Suicide prevention is a theme throughout healthcare, but in behavioral healthcare the obstacle of stigma can add a level of challenge. Many consumers are isolated and ostracized from their peers and relatives, leaving them hesitant or unable to pursue preventative measures. Family members often feel conflicted and confused when trying to determine the distinction between an appropriate level of involvement and interference.

Reminding healthcare providers and educating the general public about warning signs of suicide is a crucial element to any successful prevention strategy.

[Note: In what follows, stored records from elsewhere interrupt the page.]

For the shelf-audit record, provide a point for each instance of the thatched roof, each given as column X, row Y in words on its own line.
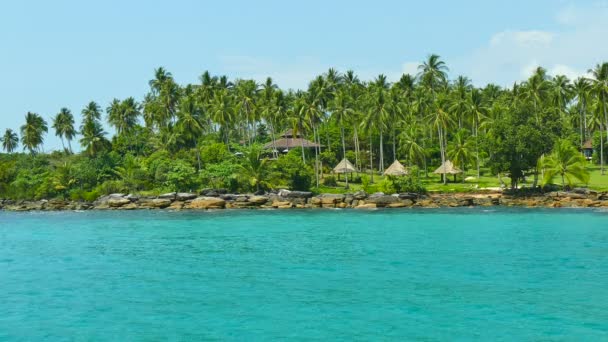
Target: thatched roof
column 396, row 169
column 588, row 144
column 344, row 167
column 289, row 143
column 447, row 168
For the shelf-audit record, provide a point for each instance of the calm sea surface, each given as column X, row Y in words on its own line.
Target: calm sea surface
column 305, row 275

It’s imperative that those who interact regularly with mental health consumers be on the lookout for indicators that the person is at risk for self harm.

Suicide warnings signs include:

  • Talking about wanting to die or a desire to harm herself/himself.
  • Looking for a way to kill herself/himself, such as searching online or buying a gun.
  • Talking about feeling hopeless or having no reason to live.
  • Talking about feeling trapped or in unbearable pain.
  • Talking about being a burden to others.
  • Increased use of alcohol or drugs.
  • Acting anxious or agitated; behaving recklessly.
  • Sleeping too little or too much.
  • Withdrawing or feeling isolated.
  • Showing rage or talking about seeking revenge.
  • Displaying extreme mood swings.
  • Preoccupation with death.
  • Suddenly happier, calmer.
  • Loss of interest in things one used to care about.
  • Visiting or calling people to say goodbye.
  • Making arrangements or setting affairs in order.
  • Giving things away, such as prized possessions.

World Suicide Prevention Day is a reminder that progress toward suicide prevention requires us all to work together with vigilance and awareness. Note the list above and share it with others. Have the difficult discussions with clients and family members. Start a conversation that could prevent another unnecessary loss of life and offer hope to someone who feels hopeless.